Activities
Exhibitions
The Passion according to Jiménez
Micaela Trocello
07.08.12 21.09.12
THE PASSION ACCORDING JIMÉNEZ (by Alicia Candiani)
The Passion according to Jiménez is an “artistic-anthropological” project that addresses the poetic universe that involves Carlos “La Mona” Jiménez, a popular icon from Córdoba and a reference in the music of “quartets” from the Province of Córdoba in which Micaela Trocello was born, studied and currently lives.
There is a popular graffiti that can be seen in various neighborhoods of Córdoba Capital and the interior of the province that says: “My religion is the quartet, my temple is dancing and my god is Mona”. The discourse of this painting hints at the constitution of a geography, an area of interaction where the characters with their stories are represented under a cultural phenomenon: the quartet.

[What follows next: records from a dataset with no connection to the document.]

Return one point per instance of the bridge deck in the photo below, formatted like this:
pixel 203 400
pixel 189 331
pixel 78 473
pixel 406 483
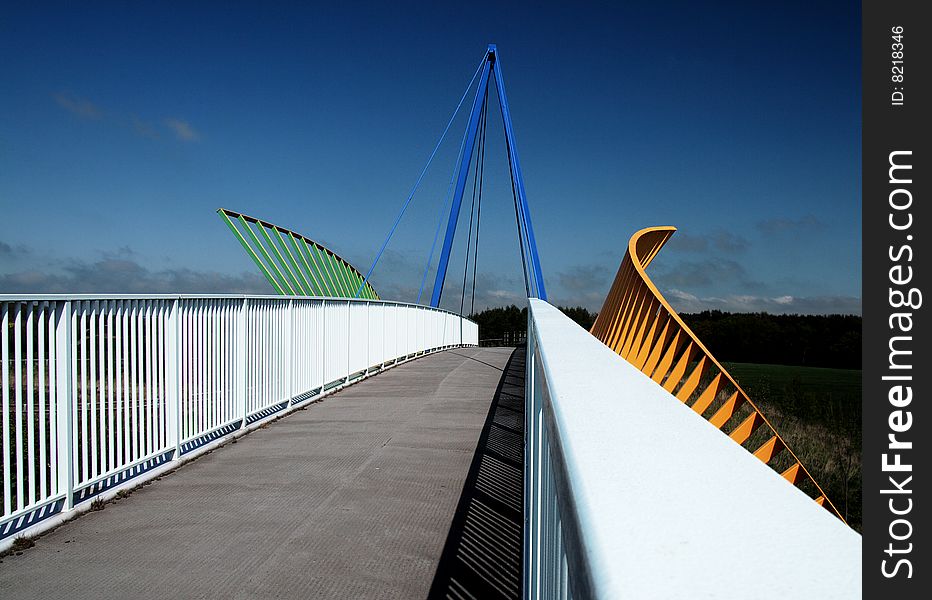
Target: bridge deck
pixel 362 495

There is more or less a common agreement in locating the origin of this music in the hybridization between the Italian tarantella and the Spanish pasodoble performed in rural areas that later migrated together with the peasants during the 1950s and 1960s to the city of Córdoba to become in the music that animated the dances – in the neighborhood clubs to which the proletarian families used to go – to become today the music that is produced for and consumed by young people and adolescents from the popular sectors of the interior of the country .

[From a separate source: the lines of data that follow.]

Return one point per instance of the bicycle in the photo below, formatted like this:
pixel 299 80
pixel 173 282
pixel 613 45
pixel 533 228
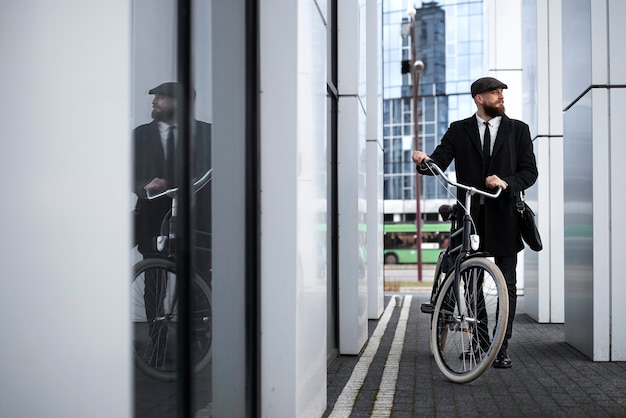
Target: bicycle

In the series of works presented in relation to the XVII Open Encounters – Festival of Light 2012, the artist is inspired, among others, by the lyrics of the song Arma Blanca which says:
when he said yes, he pounced
broke into the room and with a stab struck his heart
when he said yes, he never imagined
that his faithful lover’s threats were carried out today.

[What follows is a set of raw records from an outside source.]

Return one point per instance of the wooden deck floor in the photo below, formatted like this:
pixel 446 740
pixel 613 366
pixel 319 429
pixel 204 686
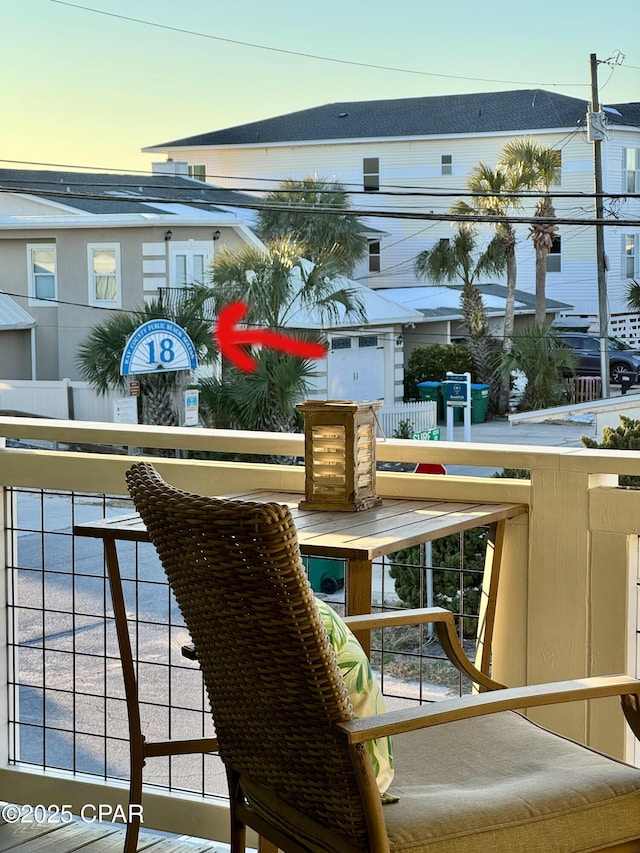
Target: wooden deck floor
pixel 93 838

with a knife, with a knife
he stained the white dress she wore
with a knife, with a knife
He stained the wedding and what was love yesterday ended in pain,
with a knife, with a knife …
The songs of “la Mona” are stories that involve people who live in slums and are exploited, subjects who are in prison waiting for a letter to arrive, women in love with a priest, extramarital relationships more passionate than the marriages themselves, incests, dropouts, suicides, gambling, losses, searches, disappearances, confrontations.
The Cordoba quartet culture is a masculine music to the extreme, which exalts heterosexuality and places women in two antagonistic places: that of the pure and sacrificed mother or that of prostitute-instrument of perdition.
As in many of her works, Micaela immerses herself here in everyday domestic situations and also in “extraordinary” situations such as the Baile de la Mona, investigating a conceptual plot that finds an intimate relationship between the lyrics of the quartet songs and the recurring theme from the artist: the Woman linked to love, passion, idolatry, but also hate and sin.